Maurizio Sarri's start to life as Juventus boss was hardly going swimmingly before he was left tackling a bout of pneumonia this week.

After a frankly disorientating year at Chelsea, which amounted to speculation over his future and criticism of his fabled playing style being stitched together by the momentary distraction of bi-weekly football matches, Sarri won the Europa League, finished third in the Premier League and landed the Juve job. It felt like the football equivalent of getting out of jail and building a house on Park Lane in the same Monopoly move.

Board room and dressing room at Stamford Bridge never felt in harmony, but it no longer mattered. The former Napoli boss would now helm the slick and formidable football empire he came closer than many to toppling.

Or so he might have thought. Cutting into a reporter's question after Juve lost 2-1 to Atletico Madrid in the International Champions Cup, Sarri launched something approaching a tirade on Paulo Dybala's mooted exit and the need to trim Juve's Champions League squad. He called their transfer policy "embarrassing".

Some moves this close season – namely the capture of quality free agents in the form of Aaron Ramsey and Adrien Rabiot – are identifiable from the old Juventus playbook. But part-exchange deals that lessen the quality of the squad and generally appearing reactive rather than proactive should be a cause for concern.

Out with the new, in with the old

Moise Kean is one of the most exciting striking talents in Europe but was allowed to move to Everton. Centre-forward cover now comes from Gonzalo Higuain and Mario Mandzukic – one back after two shocking loan spells and another 14 years older than Kean and apparently being hawked around Europe himself.

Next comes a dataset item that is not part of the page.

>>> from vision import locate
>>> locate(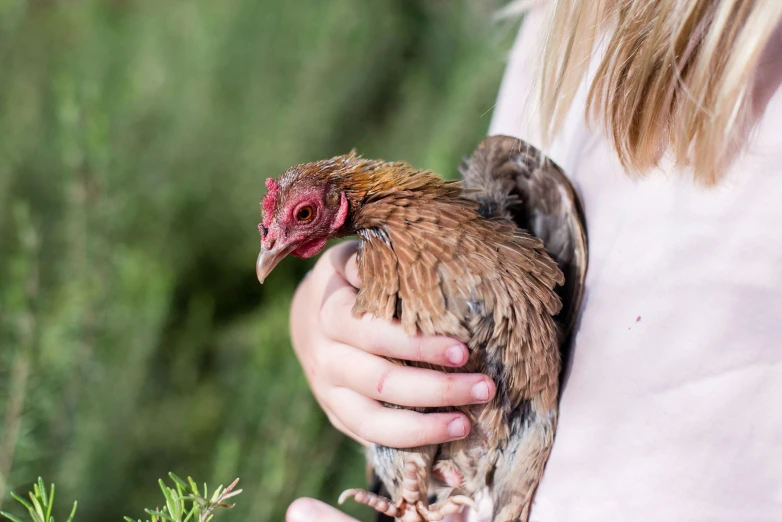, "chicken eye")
[296,205,314,221]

A chunk of cash accompanied Danilo from Manchester City for a reason, as the inconsistent but lavishly gifted (and, once again, younger) Joao Cancelo moved in the other direction. A swap deal featuring Dybala and Romelu Lukaku, now shipped from Manchester United to Inter, would have been far stranger.

Indeed, Dybala only remains a Juve player for now due to the tangled web of his image rights arrangements. Leonardo Spinazzola joining Roma to bring Luca Pellegrini the other way, only to loan the latter back to Cagliari, also suggested muddled thinking.

The steady improvement throughout Massimiliano Allegri's tenure brought two Champions League final defeats. In between losing to Barcelona and Real Madrid in 2015 and 2017, Paul Pogba, Andrea Pirlo, Arturo Vidal and Alvaro Morata were among the players to leave, yet Juventus improved on account of shrewd coaching and a transfer policy that was a step ahead.

Then, last year, the Turin giants bet the farm on Cristiano Ronaldo. The Champions League did not follow and Allegri left.

Matthijs de Ligt is one of the most eye-catching signings of the window but Juve hardly needed centre-backs and now appear to be scrabbling to recoup the cash. Like Sarri, there are understandable doubts over whether sporting director Fabio Paratici is cut out for a leading role at the Allianz Stadium.

Paratici's influence increased after Beppe Marotta's departure last year. Marotta is now leading operations at Inter for the man who launched this Juventus dynasty.

Conte's Inter ready for lift-off

"I never set limits – I don't want to create excuses," Antonio Conte said at his first news conference as Inter boss, his new club having come fourth - 21 points shy of Juve - last time around

The former Italy coach is something of a specialist in these situations. The year before he began Juventus' title streak in 2011-12, they finished seventh. At Chelsea, he took them from 10th to Premier League glory in a season.

Some of Conte's subsequent discontent in west London related to a failure to sign Lukaku. Now he has his man – the "point of reference" centre-forward crucial to all his best sides.

Manchester United fans will undoubtedly guffaw at the prospect of Alexis Sanchez joining a fellow Old Trafford flop at San Siro, but harnessing two players with a point to prove to Jose Mourinho in a bid to topple Sarri – the man who took his previous job – feels deliciously up Conte's street.

Valentino Lazaro, Matteo Politano, Nicolo Barella and Stefano Sensi look like shrewd buys alongside the formidable Diego Godin and Inter can be expected to hit the ground running when they host Lecce on Monday.

Napoli have finished as runners-up in the past two seasons and Hirving Lozano would be an exciting acquisition in attack, while there is unlikely to be a centre-back pairing anywhere as formidable as Kalidou Koulibaly and Kostas Manolas.

Carlo Ancelotti's men should certainly not be discounted, but the winds of change ahead of an intriguing Serie A season appear to be blowing in Inter and Conte's direction.